"It's against human nature to run toward gunfire."
This past weekend was spent in Louisville, Ky., at the Forecastle Festival, and it was one of the more surreal three days I've experienced.
It was filled with great music and a succession of happy coincidences, lucky timing, chance meetings and good fortune. It seemed like we found either a great parking space or seats right up front everywhere we went, and constantly bumped into people we knew.
It was also a weekend filled with a heavy sense of sadness brought on by what was happening back home in Chattanooga.
Normally at an event such as Forecastle, I would take lots of pictures, write lots of social-media posts with tons of updates about what was happening onstage. After about the third one, it just seemed weird and unimportant as I imagined these happy musings interrupting people's updates on the latest news regarding the senseless murders that took place here Thursday, so I stopped.

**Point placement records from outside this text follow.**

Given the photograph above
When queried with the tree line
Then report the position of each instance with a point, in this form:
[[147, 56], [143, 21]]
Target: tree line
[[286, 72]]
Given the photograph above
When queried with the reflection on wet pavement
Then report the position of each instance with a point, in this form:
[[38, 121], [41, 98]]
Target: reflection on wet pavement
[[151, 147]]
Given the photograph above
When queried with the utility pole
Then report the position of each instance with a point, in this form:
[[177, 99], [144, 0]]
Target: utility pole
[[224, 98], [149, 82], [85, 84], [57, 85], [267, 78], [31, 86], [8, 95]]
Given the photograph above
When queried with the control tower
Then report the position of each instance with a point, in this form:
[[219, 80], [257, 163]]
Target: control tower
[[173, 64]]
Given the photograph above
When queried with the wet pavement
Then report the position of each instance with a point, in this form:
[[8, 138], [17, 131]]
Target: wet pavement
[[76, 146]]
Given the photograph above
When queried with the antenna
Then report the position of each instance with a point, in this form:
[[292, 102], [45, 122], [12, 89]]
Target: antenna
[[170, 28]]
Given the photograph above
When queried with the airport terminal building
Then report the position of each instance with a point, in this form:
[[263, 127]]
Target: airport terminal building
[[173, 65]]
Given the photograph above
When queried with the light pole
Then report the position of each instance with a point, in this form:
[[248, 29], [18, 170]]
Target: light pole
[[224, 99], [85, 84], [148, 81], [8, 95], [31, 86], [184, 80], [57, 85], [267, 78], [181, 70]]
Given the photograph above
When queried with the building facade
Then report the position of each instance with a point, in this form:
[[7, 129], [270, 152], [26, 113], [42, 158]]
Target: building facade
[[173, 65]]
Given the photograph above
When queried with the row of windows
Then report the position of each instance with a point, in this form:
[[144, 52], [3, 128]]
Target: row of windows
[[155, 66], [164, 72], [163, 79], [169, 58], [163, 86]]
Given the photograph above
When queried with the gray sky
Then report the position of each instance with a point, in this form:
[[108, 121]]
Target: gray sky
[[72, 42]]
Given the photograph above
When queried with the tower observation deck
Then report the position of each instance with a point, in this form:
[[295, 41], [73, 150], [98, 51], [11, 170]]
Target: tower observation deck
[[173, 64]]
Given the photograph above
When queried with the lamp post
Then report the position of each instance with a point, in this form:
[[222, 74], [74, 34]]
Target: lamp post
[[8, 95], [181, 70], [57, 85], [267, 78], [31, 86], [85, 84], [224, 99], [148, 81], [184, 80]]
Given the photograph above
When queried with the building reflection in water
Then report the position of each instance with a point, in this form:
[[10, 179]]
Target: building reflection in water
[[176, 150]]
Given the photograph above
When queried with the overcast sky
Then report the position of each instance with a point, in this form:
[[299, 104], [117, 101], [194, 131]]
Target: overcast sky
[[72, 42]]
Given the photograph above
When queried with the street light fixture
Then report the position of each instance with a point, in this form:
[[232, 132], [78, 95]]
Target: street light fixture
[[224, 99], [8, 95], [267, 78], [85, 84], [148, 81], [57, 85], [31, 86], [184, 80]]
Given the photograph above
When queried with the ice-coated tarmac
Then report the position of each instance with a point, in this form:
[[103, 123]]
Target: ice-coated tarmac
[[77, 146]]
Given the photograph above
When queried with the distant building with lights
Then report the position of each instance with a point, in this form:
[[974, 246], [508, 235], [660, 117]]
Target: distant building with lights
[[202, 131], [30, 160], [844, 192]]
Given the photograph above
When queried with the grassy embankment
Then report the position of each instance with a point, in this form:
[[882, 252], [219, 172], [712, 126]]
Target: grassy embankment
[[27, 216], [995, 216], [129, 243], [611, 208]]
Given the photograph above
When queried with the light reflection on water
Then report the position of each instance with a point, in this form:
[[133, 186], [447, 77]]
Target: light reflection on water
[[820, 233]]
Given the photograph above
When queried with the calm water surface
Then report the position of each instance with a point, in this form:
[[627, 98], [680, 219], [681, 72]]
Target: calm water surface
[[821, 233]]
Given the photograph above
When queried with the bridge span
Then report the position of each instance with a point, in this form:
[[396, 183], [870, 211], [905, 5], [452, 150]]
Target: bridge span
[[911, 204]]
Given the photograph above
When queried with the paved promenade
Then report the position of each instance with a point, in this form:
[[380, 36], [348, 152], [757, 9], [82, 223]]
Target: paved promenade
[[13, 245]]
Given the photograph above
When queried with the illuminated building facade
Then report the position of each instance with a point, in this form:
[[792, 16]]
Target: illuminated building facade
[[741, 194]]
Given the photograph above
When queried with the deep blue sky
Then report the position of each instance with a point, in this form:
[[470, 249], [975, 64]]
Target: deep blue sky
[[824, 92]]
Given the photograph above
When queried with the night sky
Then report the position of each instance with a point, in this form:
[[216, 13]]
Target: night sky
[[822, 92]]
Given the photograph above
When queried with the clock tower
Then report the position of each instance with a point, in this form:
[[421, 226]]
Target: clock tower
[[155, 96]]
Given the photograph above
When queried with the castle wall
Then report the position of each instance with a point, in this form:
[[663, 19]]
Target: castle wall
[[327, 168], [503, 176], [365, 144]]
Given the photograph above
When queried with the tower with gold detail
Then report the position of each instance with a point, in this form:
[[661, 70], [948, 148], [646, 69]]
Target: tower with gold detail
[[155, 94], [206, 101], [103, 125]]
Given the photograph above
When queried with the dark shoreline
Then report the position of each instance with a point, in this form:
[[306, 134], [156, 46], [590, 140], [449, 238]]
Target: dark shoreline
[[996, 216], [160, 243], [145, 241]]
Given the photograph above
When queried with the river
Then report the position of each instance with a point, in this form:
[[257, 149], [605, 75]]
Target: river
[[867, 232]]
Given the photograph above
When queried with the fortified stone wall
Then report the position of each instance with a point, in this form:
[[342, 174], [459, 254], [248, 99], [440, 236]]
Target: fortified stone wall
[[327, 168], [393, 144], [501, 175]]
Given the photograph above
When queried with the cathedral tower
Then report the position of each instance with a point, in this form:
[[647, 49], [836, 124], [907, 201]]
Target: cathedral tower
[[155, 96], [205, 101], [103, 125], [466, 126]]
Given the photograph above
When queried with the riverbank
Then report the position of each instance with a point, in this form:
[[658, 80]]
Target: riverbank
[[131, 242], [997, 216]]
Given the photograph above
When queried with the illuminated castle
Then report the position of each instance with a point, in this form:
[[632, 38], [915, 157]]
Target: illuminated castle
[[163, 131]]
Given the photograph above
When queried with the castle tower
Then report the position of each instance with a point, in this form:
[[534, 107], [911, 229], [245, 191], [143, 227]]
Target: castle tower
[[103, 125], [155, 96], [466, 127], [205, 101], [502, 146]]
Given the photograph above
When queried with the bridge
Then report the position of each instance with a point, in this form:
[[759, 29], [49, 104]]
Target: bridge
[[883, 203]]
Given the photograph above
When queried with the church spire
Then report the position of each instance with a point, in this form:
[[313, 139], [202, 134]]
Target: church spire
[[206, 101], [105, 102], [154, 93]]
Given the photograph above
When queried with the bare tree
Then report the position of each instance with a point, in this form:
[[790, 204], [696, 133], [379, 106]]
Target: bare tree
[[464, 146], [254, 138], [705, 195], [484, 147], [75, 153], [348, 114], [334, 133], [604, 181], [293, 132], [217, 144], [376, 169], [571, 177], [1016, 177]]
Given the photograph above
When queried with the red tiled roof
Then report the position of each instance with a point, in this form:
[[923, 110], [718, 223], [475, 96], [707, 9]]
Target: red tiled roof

Then I returned home and spoke to a lifelong friend who was one of the first Chattanooga police officers on the scene on Amnicola, and while he didn't share too much detail, the first thing he said will stay with me forever. Just as what he did and saw that day will forever be part of him.

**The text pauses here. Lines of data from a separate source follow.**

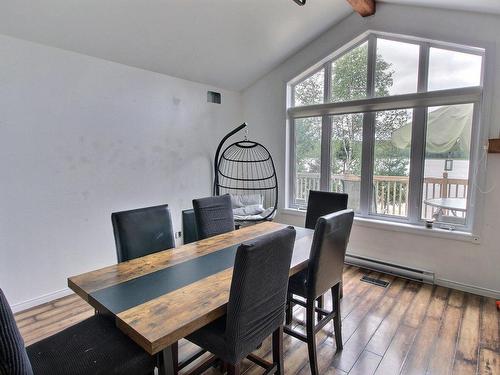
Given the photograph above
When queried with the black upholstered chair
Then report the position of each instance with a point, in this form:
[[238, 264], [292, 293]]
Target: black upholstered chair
[[94, 346], [322, 203], [142, 232], [214, 215], [323, 273], [256, 306]]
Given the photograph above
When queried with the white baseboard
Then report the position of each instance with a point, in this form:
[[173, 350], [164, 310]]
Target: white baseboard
[[40, 300], [468, 288]]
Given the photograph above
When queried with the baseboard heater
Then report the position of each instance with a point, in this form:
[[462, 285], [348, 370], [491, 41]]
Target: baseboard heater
[[393, 269]]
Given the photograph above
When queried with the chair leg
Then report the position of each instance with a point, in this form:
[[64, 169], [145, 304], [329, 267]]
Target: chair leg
[[321, 304], [337, 320], [278, 350], [233, 369], [311, 337], [169, 360], [289, 309]]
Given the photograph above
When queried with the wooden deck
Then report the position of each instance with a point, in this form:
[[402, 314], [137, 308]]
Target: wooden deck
[[407, 328]]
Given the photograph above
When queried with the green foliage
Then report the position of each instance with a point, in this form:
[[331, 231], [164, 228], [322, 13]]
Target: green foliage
[[349, 82]]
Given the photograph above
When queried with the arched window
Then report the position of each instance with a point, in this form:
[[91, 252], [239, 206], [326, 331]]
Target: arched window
[[392, 121]]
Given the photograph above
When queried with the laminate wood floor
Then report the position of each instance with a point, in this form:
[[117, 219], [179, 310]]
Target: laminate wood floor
[[406, 328]]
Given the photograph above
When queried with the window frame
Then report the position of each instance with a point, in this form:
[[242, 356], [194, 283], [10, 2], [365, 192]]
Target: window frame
[[418, 101]]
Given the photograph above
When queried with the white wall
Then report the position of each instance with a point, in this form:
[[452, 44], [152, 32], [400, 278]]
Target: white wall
[[468, 264], [80, 138]]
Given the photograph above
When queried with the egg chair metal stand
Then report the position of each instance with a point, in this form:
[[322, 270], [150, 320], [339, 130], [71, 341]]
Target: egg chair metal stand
[[246, 171]]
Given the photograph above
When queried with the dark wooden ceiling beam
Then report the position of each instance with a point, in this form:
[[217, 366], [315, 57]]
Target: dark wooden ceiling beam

"It's against human nature to run toward gunfire," he said. But that's what he and his fellow officers did, and lives were saved because of it.
While some might have wanted to find shelter to protect themselves, these guys ran into the gunfire to protect others.

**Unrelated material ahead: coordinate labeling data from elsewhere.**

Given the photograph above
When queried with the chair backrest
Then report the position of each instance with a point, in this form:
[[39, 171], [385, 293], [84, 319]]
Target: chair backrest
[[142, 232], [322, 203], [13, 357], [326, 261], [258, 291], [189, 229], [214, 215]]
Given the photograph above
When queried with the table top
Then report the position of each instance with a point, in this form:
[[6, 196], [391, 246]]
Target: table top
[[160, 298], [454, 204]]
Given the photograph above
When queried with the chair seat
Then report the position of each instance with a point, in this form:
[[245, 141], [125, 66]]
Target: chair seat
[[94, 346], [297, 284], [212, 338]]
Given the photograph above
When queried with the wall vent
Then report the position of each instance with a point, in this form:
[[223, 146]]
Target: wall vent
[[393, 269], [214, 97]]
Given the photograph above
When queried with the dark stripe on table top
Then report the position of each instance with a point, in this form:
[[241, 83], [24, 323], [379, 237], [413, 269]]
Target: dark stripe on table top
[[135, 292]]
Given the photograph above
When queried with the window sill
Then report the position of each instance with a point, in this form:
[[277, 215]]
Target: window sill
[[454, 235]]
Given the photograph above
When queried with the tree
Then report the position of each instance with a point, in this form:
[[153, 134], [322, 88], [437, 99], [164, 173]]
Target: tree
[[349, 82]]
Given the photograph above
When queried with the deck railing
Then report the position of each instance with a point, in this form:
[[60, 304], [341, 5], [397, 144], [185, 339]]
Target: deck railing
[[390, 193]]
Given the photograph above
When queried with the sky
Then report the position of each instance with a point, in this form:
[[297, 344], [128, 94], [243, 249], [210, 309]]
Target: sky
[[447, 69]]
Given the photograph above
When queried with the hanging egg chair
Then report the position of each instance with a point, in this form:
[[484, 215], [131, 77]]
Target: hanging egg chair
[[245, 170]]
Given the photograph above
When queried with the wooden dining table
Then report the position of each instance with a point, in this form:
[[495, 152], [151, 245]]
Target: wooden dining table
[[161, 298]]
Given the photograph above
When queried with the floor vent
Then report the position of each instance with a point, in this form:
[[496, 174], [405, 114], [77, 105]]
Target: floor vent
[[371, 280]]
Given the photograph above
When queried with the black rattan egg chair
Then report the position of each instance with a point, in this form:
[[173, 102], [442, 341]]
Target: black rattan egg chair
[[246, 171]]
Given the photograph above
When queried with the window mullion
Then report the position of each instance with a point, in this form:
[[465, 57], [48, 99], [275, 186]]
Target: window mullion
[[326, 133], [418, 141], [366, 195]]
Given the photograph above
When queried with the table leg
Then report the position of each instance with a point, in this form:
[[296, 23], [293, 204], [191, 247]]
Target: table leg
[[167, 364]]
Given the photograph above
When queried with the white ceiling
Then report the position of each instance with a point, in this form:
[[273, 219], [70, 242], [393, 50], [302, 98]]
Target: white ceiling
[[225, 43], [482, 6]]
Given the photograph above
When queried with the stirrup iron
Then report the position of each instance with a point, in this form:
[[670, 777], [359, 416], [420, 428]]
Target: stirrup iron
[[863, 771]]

Not only did they do that on Thursday, they got up Friday, and the next day and the next and they went to work knowing that they will face some other potentially dangerous challenge. They will very likely get up and go to work tomorrow and the next day, too, knowing that anything can happen. Bad things.
I won't presume to know why they do it, because I can't imagine running toward gunfire. I just know what my friend told me years ago when I asked him why in the world he wanted to be a policemen.
"I want to put bad guys in jail," he said.
At that time in life, all I wanted was the next party, or good time, so I thought he was being flip, or trying to make a joke. He was not, and I realized it almost immediately, though I couldn't understand it.
Today, I get it, and I'm thankful there are people like him.